ALBERTINE : Putain, merde, tu veux bien m’écouter ? C’est comme ça tu vois, tout a commencé comme ça. Paul, dans son coin, à regarder par la baie vitrée. Silencieux quand je lui adressais la parole. Tout en lui-même, incapable de me regarder. Des mois et des mois comme ça, entre l’ordinateur pour ses articles, le fauteuil gris pour l’abattement, et la putain de vitre.

JUDITH : Un grand classique, la fille délaissée. Mais tu avais plein d’autres possibilités.

ALBERTINE : C’est pas ce que je te raconte. Je te raconte que personne voulait m’écouter, ni Paul, ni Chris, ni même toi. Oui, d’accord, je me sentais esseulée. J’avais plus de prise sur rien, tout semblait filer.

JUDITH : Strauss-Kahn, il était tout ouïe, hein, patelin, disponible, rassurant… Il t’a fait monter dans la Porsche de son copain… Il est même venu te voir sur scène… Au fait, ça a commencé avant ou après ?

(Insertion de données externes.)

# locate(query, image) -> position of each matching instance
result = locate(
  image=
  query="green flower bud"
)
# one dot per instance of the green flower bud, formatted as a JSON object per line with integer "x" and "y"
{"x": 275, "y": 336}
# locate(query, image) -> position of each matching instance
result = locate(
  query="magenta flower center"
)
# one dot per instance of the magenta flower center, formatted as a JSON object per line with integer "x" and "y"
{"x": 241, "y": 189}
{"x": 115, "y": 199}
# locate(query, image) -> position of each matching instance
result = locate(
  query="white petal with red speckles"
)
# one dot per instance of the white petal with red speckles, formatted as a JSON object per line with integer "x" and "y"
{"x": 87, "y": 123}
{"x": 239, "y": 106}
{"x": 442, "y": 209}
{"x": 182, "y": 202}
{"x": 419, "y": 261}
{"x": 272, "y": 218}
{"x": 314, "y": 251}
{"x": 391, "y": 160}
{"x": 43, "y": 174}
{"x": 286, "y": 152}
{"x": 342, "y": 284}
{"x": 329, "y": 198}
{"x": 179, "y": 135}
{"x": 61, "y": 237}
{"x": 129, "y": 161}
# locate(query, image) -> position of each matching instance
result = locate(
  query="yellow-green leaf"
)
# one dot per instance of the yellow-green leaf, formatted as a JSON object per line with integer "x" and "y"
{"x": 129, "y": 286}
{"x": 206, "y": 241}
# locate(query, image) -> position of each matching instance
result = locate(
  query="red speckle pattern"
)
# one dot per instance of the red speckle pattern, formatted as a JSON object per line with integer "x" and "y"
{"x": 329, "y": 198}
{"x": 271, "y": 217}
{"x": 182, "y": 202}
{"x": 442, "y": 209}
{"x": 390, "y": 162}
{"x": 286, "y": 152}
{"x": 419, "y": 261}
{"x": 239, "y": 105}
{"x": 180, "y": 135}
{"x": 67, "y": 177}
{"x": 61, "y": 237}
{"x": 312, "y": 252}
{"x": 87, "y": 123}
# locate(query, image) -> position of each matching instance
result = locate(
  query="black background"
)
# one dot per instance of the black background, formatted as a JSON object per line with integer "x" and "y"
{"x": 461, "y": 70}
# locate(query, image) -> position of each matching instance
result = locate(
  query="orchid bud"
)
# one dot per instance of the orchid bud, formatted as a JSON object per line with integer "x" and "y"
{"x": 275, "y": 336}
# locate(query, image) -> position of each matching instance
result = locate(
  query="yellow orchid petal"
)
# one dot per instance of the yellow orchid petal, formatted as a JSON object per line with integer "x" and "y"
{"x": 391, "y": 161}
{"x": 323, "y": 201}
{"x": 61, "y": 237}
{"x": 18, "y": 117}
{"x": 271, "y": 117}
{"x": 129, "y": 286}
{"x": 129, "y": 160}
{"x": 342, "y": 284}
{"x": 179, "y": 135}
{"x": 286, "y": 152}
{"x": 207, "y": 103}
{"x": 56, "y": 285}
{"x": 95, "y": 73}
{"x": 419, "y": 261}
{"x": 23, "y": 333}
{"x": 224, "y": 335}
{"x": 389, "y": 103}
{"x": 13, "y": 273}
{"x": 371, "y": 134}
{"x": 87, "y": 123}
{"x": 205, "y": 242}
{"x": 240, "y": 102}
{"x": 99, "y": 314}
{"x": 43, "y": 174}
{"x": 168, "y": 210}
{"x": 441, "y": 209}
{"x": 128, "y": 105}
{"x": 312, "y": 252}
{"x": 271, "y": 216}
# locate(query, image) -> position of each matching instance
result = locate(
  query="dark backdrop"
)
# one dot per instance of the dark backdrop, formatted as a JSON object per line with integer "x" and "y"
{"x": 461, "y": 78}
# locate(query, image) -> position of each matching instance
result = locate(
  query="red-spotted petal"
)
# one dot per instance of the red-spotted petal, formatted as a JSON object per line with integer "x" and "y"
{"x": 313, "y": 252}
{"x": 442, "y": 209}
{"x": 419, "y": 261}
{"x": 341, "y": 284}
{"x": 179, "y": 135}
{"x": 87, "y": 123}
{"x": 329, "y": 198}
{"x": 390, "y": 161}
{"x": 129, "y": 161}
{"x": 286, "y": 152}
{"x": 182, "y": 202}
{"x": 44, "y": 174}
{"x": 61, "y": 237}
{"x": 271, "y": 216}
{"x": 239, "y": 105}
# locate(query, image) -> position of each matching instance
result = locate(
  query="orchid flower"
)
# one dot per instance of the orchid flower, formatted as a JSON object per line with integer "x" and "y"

ALBERTINE : Ni l’un ni l’autre. Arrête de délirer. J’ai besoin de toi, je te dis, besoin d’avoir confiance en toi et besoin que tu me croies. Il s’est rien passé. Rien, tu m’entends. C’était un truc de gamine. Je cherchais le moyen de faire réagir Paul, de le sortir de sa léthargie. Et puis parfois aussi je pensais, c’est peut-être moi, juste moi, la vie avec moi qui le rend comme ça. Je pensais, il sait pas comment le dire. Pour ne pas avoir à le dire, il dit rien. Alors j’ai donné rendez-vous à Chris pour lui en parler. J’ai imaginé : il connaît tellement bien Paul il saura ce que c’est, il trouvera le moyen de le convaincre d’aller voir quelqu’un pour échapper à cette torpeur, ou il convaincra Paul de ne plus prendre de pincettes avec moi et de me lâcher la vérité. Mais Chris, il ne m’écoutait pas non plus. J’ai pensé tiens, il n’y aurait pas un truc, après 40 ans, qui rend les hommes aussi fermés sur eux-mêmes ? Et puis, j’ai explosé, ils en avaient rien à foutre de ce que j’essayais misérablement d’exprimer. Alors DSK, c’est venu comme ça. Je me suis dit ça, au moins, ça atteindra leur cerveau. Hein, là leurs oreilles elles vont se déboucher, là ils vont m’entendre et ils vont même m’écouter. Dominique le héros de mon mec, Strauss-Kahn le client du tien…

JUDITH : C’est absurde.

ALBERTINE : Oui et non, parce que ça a marché, et mieux que je n’aurais jamais pu espérer.

JUDITH : C’est-à-dire ?

ALBERTINE : Ben, quand je lui ai raconté à Paul cette histoire débile de voyage à Washington, au lieu de s’effondrer, de me maudire, il s’est ranimé. Son visage a repris des couleurs, on aurait dit qu’il sortait d’une longue hibernation.

JUDITH : Tu plaisantes ?

ALBERTINE : Pas du tout. Il avait le feu aux joues, mais d’aise, tu vois, pas de colère.

JUDITH : En gros, tu as fait naître le désir triangulaire.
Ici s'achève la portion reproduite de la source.